MELK is a serine/threonine kinase that regulates cell cycle progression, proliferation, apoptosis, migration, and stemness. MELK is overexpressed in many solid and hematologic malignancies. Furthermore, high MELK levels correlate with aggressive disease, poor survival, treatment resistance, and cancer stem-like features. Several small-molecule inhibitors and RNAi-targeting MELK have suppressed the development and progression of various cancers. OTSSP167 has shown promising results in phase I and II clinical trials. However, a study employing CRISPR/Cas9 knockout in breast cancer cell lines reported that loss of MELK did not impair proliferation. The review concludes that MELK is a robust prognostic biomarker of proliferation and aggressive behavior across multiple cancers but is not a universal driver of tumor growth.
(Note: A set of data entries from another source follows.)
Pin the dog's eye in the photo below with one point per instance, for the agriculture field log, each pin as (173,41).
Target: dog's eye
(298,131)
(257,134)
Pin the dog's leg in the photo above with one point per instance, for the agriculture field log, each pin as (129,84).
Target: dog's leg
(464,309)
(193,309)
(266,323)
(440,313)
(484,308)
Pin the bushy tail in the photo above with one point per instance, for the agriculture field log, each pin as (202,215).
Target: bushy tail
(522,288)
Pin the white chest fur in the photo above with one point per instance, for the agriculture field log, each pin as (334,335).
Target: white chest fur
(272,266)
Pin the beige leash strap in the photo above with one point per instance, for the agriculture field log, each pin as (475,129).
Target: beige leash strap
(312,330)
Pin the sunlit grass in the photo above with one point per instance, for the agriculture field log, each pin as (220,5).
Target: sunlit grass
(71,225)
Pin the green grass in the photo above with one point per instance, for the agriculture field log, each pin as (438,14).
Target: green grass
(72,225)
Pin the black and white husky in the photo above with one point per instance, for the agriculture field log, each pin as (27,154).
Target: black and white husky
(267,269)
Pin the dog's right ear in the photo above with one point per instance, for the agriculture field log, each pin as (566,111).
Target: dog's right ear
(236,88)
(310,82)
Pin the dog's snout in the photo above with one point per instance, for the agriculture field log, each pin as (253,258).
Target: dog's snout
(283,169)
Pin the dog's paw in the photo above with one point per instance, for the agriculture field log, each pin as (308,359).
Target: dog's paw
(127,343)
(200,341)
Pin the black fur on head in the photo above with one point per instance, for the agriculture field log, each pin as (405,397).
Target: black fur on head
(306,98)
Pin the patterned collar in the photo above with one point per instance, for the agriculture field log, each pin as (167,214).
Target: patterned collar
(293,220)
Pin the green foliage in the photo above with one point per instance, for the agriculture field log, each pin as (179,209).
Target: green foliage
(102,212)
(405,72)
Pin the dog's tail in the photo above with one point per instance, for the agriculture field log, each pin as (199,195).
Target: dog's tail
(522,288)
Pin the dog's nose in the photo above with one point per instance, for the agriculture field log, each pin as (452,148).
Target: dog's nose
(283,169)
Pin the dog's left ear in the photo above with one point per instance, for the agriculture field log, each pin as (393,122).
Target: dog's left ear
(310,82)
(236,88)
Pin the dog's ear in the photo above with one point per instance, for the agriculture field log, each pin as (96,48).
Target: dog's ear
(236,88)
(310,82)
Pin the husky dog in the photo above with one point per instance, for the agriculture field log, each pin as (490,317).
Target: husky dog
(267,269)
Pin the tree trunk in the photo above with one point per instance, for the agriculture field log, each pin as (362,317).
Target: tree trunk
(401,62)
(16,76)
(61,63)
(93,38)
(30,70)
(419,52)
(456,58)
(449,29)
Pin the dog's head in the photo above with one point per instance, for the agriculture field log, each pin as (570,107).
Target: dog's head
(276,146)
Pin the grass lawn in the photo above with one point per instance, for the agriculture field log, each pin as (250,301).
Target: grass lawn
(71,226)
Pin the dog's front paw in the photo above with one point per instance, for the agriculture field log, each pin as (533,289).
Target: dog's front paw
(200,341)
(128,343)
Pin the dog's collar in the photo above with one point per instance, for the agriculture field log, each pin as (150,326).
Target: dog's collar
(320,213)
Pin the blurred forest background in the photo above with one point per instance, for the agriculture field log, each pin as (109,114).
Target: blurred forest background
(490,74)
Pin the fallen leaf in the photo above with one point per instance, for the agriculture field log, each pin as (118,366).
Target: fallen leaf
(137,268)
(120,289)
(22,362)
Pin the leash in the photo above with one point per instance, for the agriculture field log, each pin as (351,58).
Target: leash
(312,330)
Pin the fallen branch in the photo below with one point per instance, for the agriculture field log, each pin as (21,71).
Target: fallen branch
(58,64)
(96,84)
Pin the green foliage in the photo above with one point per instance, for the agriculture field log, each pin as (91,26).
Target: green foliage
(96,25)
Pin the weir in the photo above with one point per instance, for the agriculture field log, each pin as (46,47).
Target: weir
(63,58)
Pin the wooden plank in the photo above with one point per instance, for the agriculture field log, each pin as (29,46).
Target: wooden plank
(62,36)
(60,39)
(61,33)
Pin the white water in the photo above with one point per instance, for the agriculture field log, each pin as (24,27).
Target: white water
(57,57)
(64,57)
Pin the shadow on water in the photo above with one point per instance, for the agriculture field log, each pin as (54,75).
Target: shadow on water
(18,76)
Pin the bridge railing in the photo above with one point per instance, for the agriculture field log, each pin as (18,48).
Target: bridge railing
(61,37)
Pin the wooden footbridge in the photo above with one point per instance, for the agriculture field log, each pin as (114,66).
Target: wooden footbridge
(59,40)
Discrepancies may arise from off-target effects of RNAi or inhibitors, context differences across cancer types, and differences in study settings. MELK is proposed as a conditional oncogenic vulnerability, especially in p53-deficient triple-negative breast cancer (TNBC) and glioma stem cells. Further research is needed to clarify the target selectivity of inhibitors, context-specific dependencies, and the optimal use of MELK-focused agents in combination therapies rather than as standalone treatments.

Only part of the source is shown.